Lance Armstrong ist wieder da: Schwerer Rückfall

Mit Lance Armstrong kehrt der prominenteste Vertreter der Generation Epo in den Profiradsport zurück.

Wenn es nur um Schampus ginge... Bild: dpa

Er will es wirklich tun. Lance Armstrong will noch einmal die Tour de France fahren und gewinnen. Die Vorbereitungen laufen seit einiger Zeit. Vor vier Monaten schon ist der Amerikaner in das Kontrollsystem des Radsportweltverbandes (UCI) aufgenommen worden. Wenn die neue Saison im Februar startet, wird er weit mehr als die sechs vorgeschriebenen Monate im Blutpass-Programm der UCI mitgelaufen sein. "Es gibt nichts, was seine Rückkehr aufhalten kann", sagte UCI-Präsident Pat McQuaid. Auch der Direktor der Tour de France, Christian Prudhomme, der das Team Astana, die übelste Dopingrenngruppe des Jahres 2007, von der diesjährigen Tour fernhalten konnte, sagte: "Wir werden ihn akzeptieren." Freut er sich etwa schon auf die große Armstrong-Show? Dem Comeback des siebenfachen Toursiegers scheint nichts mehr im Weg zu stehen. Der erfolgreichste Vertreter der berüchtigten Generation Epo kehrt in das Peloton zurück. Der Radsport, eine Sportart in Rekonvaleszenz, erleidet einen schweren Rückfall.

Wenn Armstrong 2009 sein erstes Rennen bestreitet, dann könnte er auf einen alten Bekannten treffen: auf Filippo Simeoni, den amtierenden italienischen Straßenmeister. Den kann Armstrong auf den Tod nicht ausstehen. Er zettelte während der Tour 2003 einen regelrechten Kleinkrieg gegen den Italiener an. Als Träger des Gelben Trikots unternahm er alles, um den Italiener, der im Gesamtklassement weit zurücklag, an einem Etappensieg zu hindern. Armstrong damals: "Simeoni will den Radsport kaputtmachen." Warum der große Armstrong den weithin unbekannten Italiener nicht leiden konnte? Simeoni war einer der Ersten, die das große Schweigen im Radsport beendet haben. Er sagte als Kronzeuge im Prozess gegen den später verurteilten Michele Ferrari, den als Dopingarzt bekannt gewordenen Armstrong-Intimus und -betreuer jener Jahre, aus. Simeoni war es, der Armstrong mit seiner Aussage in die Nähe der Epo-Szene gerückt hat. Armstrongs heftige Reaktionen darauf veranlassten Simeoni zu folgendem Satz: "Jetzt hat er seinen wahren Charakter gezeigt!"

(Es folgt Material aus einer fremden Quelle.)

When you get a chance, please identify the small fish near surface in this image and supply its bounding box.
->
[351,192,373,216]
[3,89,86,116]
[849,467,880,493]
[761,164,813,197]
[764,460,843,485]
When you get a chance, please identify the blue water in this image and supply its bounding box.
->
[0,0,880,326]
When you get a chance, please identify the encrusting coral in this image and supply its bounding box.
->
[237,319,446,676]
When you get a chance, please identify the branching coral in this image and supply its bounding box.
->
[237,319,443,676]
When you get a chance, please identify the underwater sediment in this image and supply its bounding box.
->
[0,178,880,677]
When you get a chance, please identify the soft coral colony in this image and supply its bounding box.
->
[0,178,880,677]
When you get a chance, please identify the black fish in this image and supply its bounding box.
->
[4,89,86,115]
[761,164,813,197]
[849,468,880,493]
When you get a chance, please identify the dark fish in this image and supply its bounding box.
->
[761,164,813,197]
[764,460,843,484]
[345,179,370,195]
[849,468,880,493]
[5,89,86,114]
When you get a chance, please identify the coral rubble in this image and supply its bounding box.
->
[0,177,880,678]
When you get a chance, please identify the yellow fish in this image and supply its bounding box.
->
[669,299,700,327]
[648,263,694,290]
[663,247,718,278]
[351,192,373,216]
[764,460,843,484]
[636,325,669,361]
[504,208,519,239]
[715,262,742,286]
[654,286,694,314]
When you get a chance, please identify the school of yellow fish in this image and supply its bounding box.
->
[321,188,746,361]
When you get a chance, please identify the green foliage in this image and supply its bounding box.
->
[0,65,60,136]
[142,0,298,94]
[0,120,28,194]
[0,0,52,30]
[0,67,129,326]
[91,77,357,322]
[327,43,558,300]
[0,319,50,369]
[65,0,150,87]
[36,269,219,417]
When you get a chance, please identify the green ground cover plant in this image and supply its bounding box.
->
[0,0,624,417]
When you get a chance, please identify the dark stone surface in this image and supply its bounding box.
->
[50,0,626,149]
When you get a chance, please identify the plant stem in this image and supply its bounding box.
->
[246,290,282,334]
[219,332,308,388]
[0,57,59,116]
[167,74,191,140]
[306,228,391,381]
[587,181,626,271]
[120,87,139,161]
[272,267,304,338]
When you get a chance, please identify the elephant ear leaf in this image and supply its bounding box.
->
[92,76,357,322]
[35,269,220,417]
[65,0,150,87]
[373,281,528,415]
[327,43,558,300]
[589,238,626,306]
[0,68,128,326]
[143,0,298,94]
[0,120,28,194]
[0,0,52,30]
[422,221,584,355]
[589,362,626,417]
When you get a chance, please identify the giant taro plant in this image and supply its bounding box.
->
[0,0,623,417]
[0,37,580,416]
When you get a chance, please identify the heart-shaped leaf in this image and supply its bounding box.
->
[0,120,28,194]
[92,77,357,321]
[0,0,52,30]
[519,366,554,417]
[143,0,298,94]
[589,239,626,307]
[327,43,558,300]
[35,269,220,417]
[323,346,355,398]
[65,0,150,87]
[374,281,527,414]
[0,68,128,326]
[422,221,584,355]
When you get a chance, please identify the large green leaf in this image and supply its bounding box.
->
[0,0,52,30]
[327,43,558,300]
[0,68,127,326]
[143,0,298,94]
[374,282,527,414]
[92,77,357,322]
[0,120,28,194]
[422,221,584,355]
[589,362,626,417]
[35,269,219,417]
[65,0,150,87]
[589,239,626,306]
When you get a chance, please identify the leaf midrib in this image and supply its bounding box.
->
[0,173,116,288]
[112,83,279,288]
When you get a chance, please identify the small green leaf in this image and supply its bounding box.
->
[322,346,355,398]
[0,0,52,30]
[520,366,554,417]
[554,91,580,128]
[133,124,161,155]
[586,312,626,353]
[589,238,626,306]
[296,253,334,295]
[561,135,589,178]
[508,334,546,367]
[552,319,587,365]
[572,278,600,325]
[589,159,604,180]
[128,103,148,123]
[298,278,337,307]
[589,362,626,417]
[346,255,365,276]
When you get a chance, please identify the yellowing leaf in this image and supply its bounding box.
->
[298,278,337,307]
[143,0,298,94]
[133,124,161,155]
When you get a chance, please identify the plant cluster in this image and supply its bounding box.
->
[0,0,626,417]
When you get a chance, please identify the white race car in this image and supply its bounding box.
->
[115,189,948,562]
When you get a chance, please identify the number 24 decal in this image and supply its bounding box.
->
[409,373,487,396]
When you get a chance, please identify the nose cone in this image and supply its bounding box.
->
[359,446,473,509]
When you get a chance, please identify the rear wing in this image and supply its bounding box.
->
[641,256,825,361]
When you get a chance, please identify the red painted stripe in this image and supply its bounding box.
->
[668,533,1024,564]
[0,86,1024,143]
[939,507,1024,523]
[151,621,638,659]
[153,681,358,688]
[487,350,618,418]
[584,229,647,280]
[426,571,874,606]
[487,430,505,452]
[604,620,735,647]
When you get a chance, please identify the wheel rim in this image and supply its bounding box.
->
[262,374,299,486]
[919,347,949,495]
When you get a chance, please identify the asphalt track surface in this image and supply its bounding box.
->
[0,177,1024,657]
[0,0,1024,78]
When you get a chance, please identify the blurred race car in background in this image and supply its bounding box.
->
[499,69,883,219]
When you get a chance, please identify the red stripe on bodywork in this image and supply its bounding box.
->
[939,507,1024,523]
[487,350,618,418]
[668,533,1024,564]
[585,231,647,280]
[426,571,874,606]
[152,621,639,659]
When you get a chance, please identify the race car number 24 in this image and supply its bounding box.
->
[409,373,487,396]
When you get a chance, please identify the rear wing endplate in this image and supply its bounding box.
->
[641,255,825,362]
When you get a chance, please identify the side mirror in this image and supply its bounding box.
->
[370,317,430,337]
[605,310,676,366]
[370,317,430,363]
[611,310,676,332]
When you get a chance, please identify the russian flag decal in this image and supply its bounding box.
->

Zwei Jahre später konnte die französischen Sportzeitung lÉquipe den Nachweis erbringen, dass Armstrong bei seinem ersten Toursieg 1999 mit Epo gedopt hatte. Eine tiefgefrorene Urinprobe aus jenem Jahr konnte dem Amerikaner zugeordnet werden. 1999 konnte Epo im Urin noch nicht nachgewiesen werden. 2005 war der Fall verjährt, Armstrong hatte seine Karriere bereits beendet. Um Fälle wie den Armstrongs ahnden zu können, wurde in den neuen Kodex der Welt-Anti-Doping-Agentur der Passus festgeschrieben, dass Dopingproben acht Jahre lang aufgehoben werden sollen. Jetzt können Sportler im Nachhinein betraft werden, wenn ihnen durch neue Analysemethoden der Betrug an anderen Athleten nachgewiesen wird.

Damals gab es so eine Regel nicht. Armstrong wurde nie wegen Doping gesperrt. Sein Strafregister ist rein. In seiner Heimat gilt er als unbefleckter Wunderathlet, der nach einer Krebserkrankung zum besten Radler der Welt wurde. Dass eine seiner Physiotherapeutinnen ausgesagt hat, sie habe für ihn leere Spritzen entsorgen müssen, dass einer seiner früheren Teamkollegen ein Gespräch mitgehört hat, in dem Armstrong seinem Arzt erzählt hat, was er alles einschmeißt (Epo, Testosteron, Wachstumshormone und Kortison) - sportrechtlich hat Armstrong all das nichts anhaben können. Deshalb darf er nun als sauberer Athlet zurückkehren.

Johan Bruyneel, der Armstrong als sportlicher Leiter zu sieben Toursiegen geführt hat, würde seinen ehemaligen Vorzeigeradler gerne wieder betreuen. "Ich habe ein Team und kann mir nur schwer vorstellen, Lance bei einem Rennen in einem CSC- oder Rabobank-Trikot zu sehen." Bruyneels Team: Astana. Oh, mein Gott!